Great Gray Owl
While looking for elk sign in the knee-deep snow at the edge of a forest clearing in the Gallatin Range, I noticed a lodgepole pine, its top apparently snapped off by strong winds. Then the top of the broken tree rotated, becoming a feathered head with a facial disk studded with two piercing yellow eyes. The gaze of the great gray owl stopped me midstride.
For the next 15 minutes, I forgot all about elk and stood dead still watching the reclusive owl deliberately scanning the surrounding terrain. Finally it dove from its perch and plunged into the snow for a rodent burrowing below the surface. The sight remains one of my most memorable wildlife encounters.
The great gray is North America’s largest owl. The female has a wingspan of 4.5 feet and stands 28 inches tall. The bird weighs only about 2 pounds, so most of its mass is just feathers. Males are somewhat smaller but otherwise similar in appearance: mostly gray colored and with a relatively long tail and no ear tufts on the head. The great gray’s most striking feature is a huge facial disk covering the front of the head containing concentric gray circles surrounding bright yellow eyes. At the bottom edge of the disk is a white “moustache” strip broken by a black “bow tie” below the yellow beak.
The great gray makes territorial announcements and calls its mate with an appropriately owlish whoo-whoo-whoo, repeated softly in a low pitch every 15 to 30 seconds, usually at night.
The great gray owl is also known as the spectral owl, perhaps for the way it flies silently through the forest at night or its haunting alarm cry. The scientific name nebulosa, from the Latin nebulosus, meaning “misty” or “foggy,” also suggests ghostlike characteristics.
Range and habitat
Montana is one of the few states in the lower 48 where great gray owls live. Other than Canada and Alaska, where it is common, the species is found only in Minnesota, the central Sierra Nevadas, and the northern Rockies as far south as Yellowstone National Park. The bird is also found throughout northern Asia and Europe, where it is often known as the Lapland owl.

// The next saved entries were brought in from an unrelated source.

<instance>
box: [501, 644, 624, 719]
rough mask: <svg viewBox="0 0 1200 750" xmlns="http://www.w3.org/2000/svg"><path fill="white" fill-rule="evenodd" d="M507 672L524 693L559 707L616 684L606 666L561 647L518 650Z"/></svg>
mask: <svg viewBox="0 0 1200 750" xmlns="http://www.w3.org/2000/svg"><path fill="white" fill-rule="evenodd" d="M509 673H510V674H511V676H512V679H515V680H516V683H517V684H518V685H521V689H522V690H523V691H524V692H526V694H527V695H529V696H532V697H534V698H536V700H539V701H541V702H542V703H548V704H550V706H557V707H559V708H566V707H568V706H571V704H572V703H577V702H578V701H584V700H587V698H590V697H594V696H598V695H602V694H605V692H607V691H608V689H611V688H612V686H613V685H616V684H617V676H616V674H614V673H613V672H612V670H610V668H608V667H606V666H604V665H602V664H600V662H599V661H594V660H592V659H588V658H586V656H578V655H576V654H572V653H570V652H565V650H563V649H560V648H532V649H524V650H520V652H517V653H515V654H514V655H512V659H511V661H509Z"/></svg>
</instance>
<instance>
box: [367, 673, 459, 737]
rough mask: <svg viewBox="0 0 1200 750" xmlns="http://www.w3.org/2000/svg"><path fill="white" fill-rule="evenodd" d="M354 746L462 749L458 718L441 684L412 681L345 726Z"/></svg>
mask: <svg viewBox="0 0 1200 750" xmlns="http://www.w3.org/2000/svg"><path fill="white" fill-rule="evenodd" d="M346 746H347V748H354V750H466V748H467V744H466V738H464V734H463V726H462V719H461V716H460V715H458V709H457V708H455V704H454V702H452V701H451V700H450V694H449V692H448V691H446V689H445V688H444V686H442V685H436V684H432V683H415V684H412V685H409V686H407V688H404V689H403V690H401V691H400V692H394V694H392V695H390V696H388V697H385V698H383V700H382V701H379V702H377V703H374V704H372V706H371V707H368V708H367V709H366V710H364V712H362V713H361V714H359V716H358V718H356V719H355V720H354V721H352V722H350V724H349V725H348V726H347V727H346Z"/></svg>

In Montana, the great gray is found in mixed conifer forests interspersed with swamps, meadows, and small clearings where bordering trees and snags provide hunting perches.
The great gray’s exceptional eyesight and hearing allow it to detect mice, voles, and other small animals that comprise its diet. Though this owl sometimes hunts on the wing, flying close to the ground, it usually plays a waiting game, surveying the open area below a hunting perch for sounds and movement.
Even rodents burrowing a foot beneath the snow are vulnerable to the owl’s sharp senses. A great gray will plunge talon first into deep snow for a meal, leaving spread wing prints and a few drops of blood as evidence of the attack.
These owls are a resident species in Montana, moving around during the year in search of food. Studies in Wyoming show their average home range to be roughly 1.6 square miles. The raptors tend to move from higher to lower elevations when prey is scarce and snow is deep. Where prey is abundant, great gray owls may congregate in high densities of up to five pairs per square mile. Although they tolerate other great grays in foraging areas, the owls are aggressively territorial around nesting sites.
Nesting begins in March and April when the male offers the female food from his beak, which she accepts with her eyes closed. Then the male shows the female several nesting possibilities in abandoned hawk or raven nests or hollowed-out clumps of dwarf mistletoe. Once the female chooses a nest, the pair often line it with moss or deer or elk hair.
The female lays an average of three eggs, which she incubates for 28 days. The male provides food, which the female shreds to feed the young. Within three or four weeks, the fledglings are leaving the nest and climbing around in the nesting tree. They can fly by eight weeks but stay near the nest and parental care for two or three months after that.
Great gray owl populations appear to be healthy within their range in Montana and throughout North America.